Skills, Experience and Knowledge

  1. Companies operating in Nigeria’s maritime security space will be expected to possess sound knowledge and understanding of relevant national and international laws and regulations as well as the implications and responsibilities laid down within relevant Human Rights and Humanitarian Law and its relevance to maritime security operations.


  1. Companies will be expected to provide initial selection training and recurring training for crew, Maritime Liaison Offices/ Security Liaison Officers and others engaged in maritime security duties to ensure that they have the requisite skills to perform professionally and safely; and provide comprehensive records of training for inspection. Training in Personal Survival Techniques, Fire Prevention and Fire Fighting, Elementary First Aid, and Personal Safety and Social Responsibilities should be included in the training.


Insurance Cover

  1. All companies must have insurance cover commensurate with operations in which they are engaged including for accident, injury, damage and public liability for its own and third-party liabilities, in addition to others as maybe necessary.

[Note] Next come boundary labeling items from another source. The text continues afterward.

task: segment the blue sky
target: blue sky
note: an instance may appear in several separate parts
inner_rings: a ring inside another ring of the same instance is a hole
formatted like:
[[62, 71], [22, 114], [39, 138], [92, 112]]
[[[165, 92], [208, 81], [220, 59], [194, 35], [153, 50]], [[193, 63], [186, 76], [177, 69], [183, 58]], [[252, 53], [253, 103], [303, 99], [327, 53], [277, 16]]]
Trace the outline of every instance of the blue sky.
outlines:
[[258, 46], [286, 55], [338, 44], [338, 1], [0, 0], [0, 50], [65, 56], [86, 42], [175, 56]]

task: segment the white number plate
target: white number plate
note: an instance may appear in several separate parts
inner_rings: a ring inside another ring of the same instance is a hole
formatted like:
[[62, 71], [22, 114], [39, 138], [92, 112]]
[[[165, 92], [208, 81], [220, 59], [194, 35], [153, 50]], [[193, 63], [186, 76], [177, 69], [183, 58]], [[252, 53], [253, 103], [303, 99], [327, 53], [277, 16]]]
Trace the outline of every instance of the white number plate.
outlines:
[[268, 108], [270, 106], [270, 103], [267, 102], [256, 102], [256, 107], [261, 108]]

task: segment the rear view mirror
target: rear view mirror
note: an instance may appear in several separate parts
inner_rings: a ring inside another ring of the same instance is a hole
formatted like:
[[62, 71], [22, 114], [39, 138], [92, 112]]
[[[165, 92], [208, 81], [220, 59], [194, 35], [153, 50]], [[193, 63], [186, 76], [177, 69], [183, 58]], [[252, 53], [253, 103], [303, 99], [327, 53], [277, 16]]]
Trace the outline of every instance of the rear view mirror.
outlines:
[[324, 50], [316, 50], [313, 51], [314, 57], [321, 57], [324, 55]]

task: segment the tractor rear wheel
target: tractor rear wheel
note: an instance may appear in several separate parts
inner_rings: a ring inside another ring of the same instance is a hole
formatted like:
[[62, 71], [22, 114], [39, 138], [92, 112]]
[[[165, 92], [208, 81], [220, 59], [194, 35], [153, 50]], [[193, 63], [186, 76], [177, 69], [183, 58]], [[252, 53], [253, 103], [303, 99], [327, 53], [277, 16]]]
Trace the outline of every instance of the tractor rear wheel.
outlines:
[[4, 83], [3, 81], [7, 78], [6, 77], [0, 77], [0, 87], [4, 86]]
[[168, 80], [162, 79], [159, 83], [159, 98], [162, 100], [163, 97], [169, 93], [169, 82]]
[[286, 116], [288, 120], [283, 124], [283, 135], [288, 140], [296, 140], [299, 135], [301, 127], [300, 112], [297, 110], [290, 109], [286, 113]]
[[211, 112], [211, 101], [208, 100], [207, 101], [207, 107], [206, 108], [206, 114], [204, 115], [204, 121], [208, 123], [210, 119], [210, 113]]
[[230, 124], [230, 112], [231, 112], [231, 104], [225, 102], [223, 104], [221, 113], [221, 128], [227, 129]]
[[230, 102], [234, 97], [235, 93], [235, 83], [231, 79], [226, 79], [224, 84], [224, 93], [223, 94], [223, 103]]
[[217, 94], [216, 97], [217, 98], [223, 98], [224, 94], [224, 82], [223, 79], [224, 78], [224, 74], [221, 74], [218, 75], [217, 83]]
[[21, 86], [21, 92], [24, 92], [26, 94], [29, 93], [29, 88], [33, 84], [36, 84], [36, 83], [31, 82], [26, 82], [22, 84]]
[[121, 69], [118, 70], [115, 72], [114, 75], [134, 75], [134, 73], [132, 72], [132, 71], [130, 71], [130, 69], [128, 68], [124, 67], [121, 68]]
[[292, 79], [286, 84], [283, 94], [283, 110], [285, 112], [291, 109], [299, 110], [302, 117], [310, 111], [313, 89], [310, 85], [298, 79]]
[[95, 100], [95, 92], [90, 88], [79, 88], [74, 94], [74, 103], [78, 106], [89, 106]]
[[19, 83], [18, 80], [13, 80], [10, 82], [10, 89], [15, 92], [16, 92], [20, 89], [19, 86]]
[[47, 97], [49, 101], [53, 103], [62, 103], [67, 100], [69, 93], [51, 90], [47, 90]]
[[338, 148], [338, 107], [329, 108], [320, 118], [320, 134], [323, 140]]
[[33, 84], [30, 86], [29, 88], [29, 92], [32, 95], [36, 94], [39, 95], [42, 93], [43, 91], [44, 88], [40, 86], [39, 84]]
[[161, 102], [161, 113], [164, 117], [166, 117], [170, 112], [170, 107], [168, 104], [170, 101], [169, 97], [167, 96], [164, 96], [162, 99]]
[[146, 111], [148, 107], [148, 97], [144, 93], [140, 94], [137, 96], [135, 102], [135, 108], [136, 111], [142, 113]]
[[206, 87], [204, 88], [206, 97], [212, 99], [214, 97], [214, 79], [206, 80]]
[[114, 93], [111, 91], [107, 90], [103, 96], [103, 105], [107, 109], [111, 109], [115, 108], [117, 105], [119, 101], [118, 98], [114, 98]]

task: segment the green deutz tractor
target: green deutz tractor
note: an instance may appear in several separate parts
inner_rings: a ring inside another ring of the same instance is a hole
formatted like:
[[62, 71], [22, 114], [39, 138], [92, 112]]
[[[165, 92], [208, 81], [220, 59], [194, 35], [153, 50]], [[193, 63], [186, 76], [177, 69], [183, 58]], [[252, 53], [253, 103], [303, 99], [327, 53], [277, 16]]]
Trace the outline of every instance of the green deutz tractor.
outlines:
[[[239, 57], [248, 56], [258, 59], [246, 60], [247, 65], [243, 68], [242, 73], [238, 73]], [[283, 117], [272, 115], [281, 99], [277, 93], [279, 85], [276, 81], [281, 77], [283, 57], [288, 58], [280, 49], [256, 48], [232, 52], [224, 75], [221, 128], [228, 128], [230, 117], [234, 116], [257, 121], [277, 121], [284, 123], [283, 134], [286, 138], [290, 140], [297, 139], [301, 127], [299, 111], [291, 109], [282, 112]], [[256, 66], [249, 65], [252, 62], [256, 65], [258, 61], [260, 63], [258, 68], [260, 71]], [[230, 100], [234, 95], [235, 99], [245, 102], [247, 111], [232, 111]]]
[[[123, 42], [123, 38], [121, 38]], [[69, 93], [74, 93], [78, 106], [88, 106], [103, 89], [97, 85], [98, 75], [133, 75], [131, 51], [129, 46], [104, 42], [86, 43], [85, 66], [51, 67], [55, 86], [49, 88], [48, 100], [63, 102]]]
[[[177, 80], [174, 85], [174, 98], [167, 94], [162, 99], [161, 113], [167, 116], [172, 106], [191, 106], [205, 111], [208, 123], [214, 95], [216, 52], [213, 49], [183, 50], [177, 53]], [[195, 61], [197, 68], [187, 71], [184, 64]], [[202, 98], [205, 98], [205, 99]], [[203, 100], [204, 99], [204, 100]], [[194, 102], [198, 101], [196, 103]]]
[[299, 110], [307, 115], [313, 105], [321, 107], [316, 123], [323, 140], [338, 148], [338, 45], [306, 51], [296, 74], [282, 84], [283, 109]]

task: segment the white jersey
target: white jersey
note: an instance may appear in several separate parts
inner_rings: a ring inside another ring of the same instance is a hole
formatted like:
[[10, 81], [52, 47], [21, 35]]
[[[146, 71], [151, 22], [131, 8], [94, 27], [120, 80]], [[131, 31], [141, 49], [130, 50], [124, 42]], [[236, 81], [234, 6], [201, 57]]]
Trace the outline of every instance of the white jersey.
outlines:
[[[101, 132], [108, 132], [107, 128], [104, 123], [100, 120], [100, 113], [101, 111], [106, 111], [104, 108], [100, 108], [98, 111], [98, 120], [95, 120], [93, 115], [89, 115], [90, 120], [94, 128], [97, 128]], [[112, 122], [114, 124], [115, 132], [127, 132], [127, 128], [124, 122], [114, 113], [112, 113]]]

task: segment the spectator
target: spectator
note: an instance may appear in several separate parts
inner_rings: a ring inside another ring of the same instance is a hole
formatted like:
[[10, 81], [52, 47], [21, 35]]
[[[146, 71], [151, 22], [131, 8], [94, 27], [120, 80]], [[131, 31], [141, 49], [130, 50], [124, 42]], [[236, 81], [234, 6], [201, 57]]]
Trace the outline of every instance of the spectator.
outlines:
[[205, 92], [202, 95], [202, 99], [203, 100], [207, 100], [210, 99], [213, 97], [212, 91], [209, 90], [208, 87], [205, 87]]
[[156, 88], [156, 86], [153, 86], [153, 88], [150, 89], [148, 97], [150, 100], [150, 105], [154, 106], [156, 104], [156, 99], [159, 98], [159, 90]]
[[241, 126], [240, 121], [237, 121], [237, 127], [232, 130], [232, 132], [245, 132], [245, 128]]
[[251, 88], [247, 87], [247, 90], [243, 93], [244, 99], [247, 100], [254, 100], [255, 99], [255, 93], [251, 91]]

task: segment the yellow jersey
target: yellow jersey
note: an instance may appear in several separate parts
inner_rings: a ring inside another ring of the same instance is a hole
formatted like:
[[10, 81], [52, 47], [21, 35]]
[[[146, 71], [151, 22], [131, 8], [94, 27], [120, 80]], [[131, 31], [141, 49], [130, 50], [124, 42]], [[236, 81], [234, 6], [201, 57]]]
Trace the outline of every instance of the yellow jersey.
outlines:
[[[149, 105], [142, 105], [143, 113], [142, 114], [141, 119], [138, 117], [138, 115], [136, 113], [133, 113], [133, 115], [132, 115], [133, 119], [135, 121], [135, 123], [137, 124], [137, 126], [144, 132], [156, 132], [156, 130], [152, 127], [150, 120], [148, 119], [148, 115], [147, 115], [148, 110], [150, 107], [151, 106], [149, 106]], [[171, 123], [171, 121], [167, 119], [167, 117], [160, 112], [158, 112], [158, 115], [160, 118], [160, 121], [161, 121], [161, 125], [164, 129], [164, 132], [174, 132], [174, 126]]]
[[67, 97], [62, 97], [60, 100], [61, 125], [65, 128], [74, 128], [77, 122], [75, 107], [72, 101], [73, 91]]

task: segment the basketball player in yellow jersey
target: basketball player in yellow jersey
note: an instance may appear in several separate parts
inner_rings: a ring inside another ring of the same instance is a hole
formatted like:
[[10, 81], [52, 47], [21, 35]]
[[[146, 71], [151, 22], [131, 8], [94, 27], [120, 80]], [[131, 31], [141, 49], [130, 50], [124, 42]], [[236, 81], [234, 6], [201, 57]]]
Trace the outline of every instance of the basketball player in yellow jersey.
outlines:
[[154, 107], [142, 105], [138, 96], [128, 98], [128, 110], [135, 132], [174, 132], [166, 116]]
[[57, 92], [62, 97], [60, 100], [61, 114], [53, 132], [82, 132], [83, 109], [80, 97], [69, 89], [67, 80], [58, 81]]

  1. The Designated Authority (DA) shall statutorily screen and duly appoint RSO’s to undertake delegated tasks and functions as it deems fit. The conditions for such recognition shall be as laid down by the DA. The following guidelines shall apply to RSO seeking membership with MASPAN:


  1. The RSO must comply with the “General Requirements” in Step 1 of this guide.
  2. Possess valid documentation as issued by the DA to the effect that the company is a duly registered RSO


  1. Have a physical office from which it runs its operations and maintain a credible administrative structure.


  1. Show proof of capacity to carry out security surveys and audits as advised by the ISPS Code.


  1. Companies seeking to register as RSOs will be required to abide by the highest ethical standards well and beyond DA expectations. MASPAN is intent on being the gold standard for professionalism and ethics in the maritime security subsector and would continually update provisions herein to ensure this objective is met. In addition to adhering to all DA guidelines for RSO activities as promulgated or as periodically issued, members are to abstain from such practices that could bring the name of MASPAN to disrepute.


  1. Registered members are required to act in the collective interest of the Association in their professional and business engagements. The Association strength resides in the cohesion of its members and therefore takes issues that could bring about division seriously. While recognizing that internal differences are bound to arise for various reasons including competing business interest, members are encouraged to exhaust all amicable avenues to resolve such disputes. When this fails, members should seek recourse within association laid down dispute resolution channels and provisions.